Rolf Harris Paints his Dream. UK, 89 min.
Because I liked director Vikram Jayanti’s previous film, The Agony and Ecstasy of Phil Spector, and because Rolf Harris regularly blew through Vancouver in the 1960s, I was expecting great things here — a touch of nostalgia, a scent of ambiguity. I should have known better: nostalgia, it has been said, is not what it used to be; and ambiguity is too slippery for a subject as extroverted and ingenuous as Rolf Harris. True, we get flash-backs to BBC variety shows of the 60s, with Harris bouncing about like a kangaroo. But the main theme is Harris’ series of four paintings of Titania falling in love with donkey-headed Bottom from A Midsummer Night’s Dream. For each Titania, the eighty-year-old Harris chooses a British model or actress, well-known in the UK perhaps, but unfamiliar to Canadian audiences. The result is four striking paintings of four Titanias whose demeanours range from the imperious to the amorous. Who knew that Harris was so talented. The film includes cuts from the 1968 film featuring Judi Dench as Titania. There’s also a mass concert in Glastonbury in which the audience sings “Tie me kangaroo down, sport” to the tune of “Land of hope and glory”. There is no mention of Harris’ “two good amigos, Nick O’Tene and Al K. Hol”.

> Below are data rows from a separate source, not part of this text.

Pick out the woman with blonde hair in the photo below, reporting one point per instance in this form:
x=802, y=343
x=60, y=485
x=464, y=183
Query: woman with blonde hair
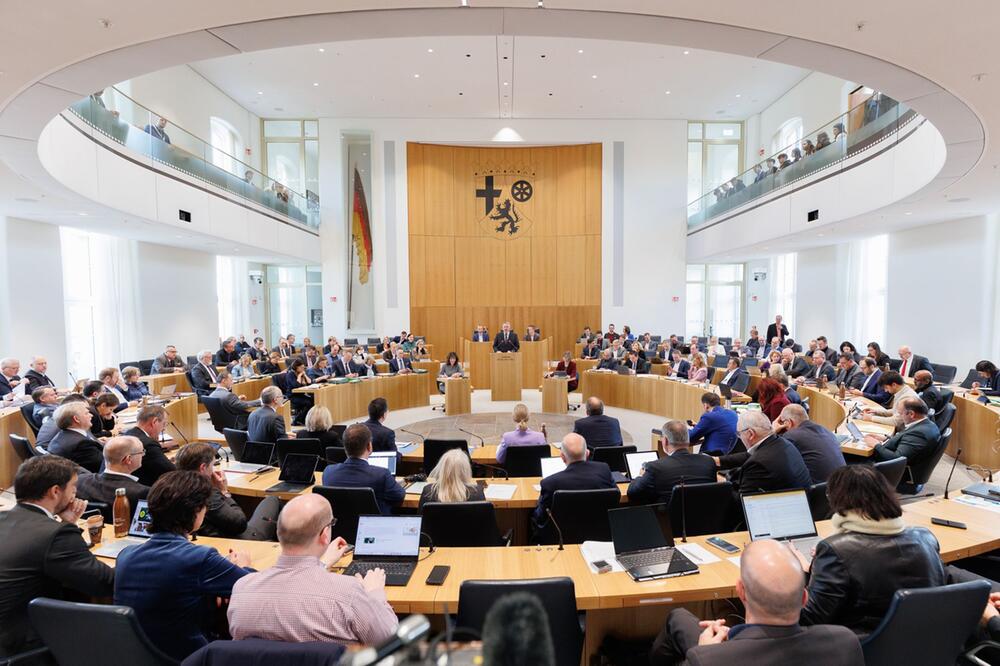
x=521, y=435
x=451, y=481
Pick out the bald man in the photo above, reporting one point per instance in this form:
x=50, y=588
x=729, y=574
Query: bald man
x=580, y=474
x=298, y=599
x=772, y=588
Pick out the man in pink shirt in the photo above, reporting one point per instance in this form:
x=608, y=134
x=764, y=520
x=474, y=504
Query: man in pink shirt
x=298, y=599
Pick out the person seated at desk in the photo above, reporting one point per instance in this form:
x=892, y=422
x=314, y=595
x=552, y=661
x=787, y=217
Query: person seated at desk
x=580, y=474
x=43, y=557
x=771, y=587
x=299, y=600
x=451, y=481
x=170, y=582
x=596, y=428
x=658, y=478
x=521, y=435
x=74, y=440
x=355, y=472
x=223, y=516
x=716, y=428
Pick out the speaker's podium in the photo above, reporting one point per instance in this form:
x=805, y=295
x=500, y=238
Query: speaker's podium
x=505, y=376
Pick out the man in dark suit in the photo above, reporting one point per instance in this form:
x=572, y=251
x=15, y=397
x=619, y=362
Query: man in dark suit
x=506, y=340
x=772, y=589
x=355, y=472
x=818, y=447
x=265, y=423
x=74, y=440
x=659, y=477
x=596, y=428
x=770, y=462
x=580, y=474
x=41, y=556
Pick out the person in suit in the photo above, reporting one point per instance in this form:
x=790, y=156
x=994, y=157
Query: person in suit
x=170, y=582
x=355, y=472
x=770, y=462
x=74, y=441
x=818, y=447
x=149, y=425
x=596, y=428
x=772, y=588
x=580, y=474
x=506, y=340
x=265, y=423
x=658, y=478
x=204, y=375
x=122, y=457
x=43, y=557
x=716, y=429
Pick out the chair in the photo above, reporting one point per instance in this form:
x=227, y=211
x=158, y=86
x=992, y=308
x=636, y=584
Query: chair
x=558, y=597
x=462, y=524
x=708, y=508
x=526, y=460
x=912, y=631
x=236, y=440
x=435, y=448
x=614, y=456
x=348, y=504
x=581, y=515
x=78, y=633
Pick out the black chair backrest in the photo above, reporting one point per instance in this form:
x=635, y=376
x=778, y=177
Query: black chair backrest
x=526, y=460
x=614, y=456
x=707, y=508
x=348, y=504
x=912, y=631
x=459, y=524
x=82, y=633
x=557, y=595
x=236, y=440
x=581, y=515
x=435, y=448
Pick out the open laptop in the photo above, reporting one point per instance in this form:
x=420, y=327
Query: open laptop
x=297, y=473
x=138, y=532
x=390, y=543
x=782, y=515
x=644, y=544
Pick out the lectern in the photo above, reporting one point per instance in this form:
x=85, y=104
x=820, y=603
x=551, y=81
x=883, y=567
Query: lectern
x=505, y=376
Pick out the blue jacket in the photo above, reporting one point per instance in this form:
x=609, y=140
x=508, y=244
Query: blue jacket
x=171, y=584
x=357, y=473
x=718, y=428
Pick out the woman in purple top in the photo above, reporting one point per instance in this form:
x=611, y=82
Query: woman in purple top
x=520, y=436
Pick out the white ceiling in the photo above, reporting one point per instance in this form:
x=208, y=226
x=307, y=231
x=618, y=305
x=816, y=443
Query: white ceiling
x=499, y=76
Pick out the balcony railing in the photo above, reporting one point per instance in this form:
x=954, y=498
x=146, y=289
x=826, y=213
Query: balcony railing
x=872, y=122
x=120, y=118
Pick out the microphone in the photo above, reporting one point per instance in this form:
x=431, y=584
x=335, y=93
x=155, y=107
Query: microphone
x=556, y=525
x=953, y=464
x=409, y=631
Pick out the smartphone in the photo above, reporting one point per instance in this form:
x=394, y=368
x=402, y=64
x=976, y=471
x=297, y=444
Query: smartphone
x=723, y=545
x=438, y=575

Summary: If you are old enough remember Rolf Harris, this will strike a chord.
Play. Sweden, 118 min.
Two hours of cringe as a gang of five immigrant black teens threaten and con a trio of Swedish kids with the intention of swiping their cell phones. Adding to our discomfort is the passiveness of the three victims, who play along with their aggressors through a sense of fair play combined with fear. Simple assertiveness (or the intervention of passers-by, who pass by) would have released them. As the teens move through Göteborg, director Ruben Östlund lets the drama play out in a sequence of one to five minute scenes shot in middle or long distance before a static camera. The resulting distance magnifies the audience’s feeling of helplessness. The implied racism in this film will not escape your attention. But does Östlund want us to abhor the criminality of black immigrants or the neutrality and passiveness of native Swedes?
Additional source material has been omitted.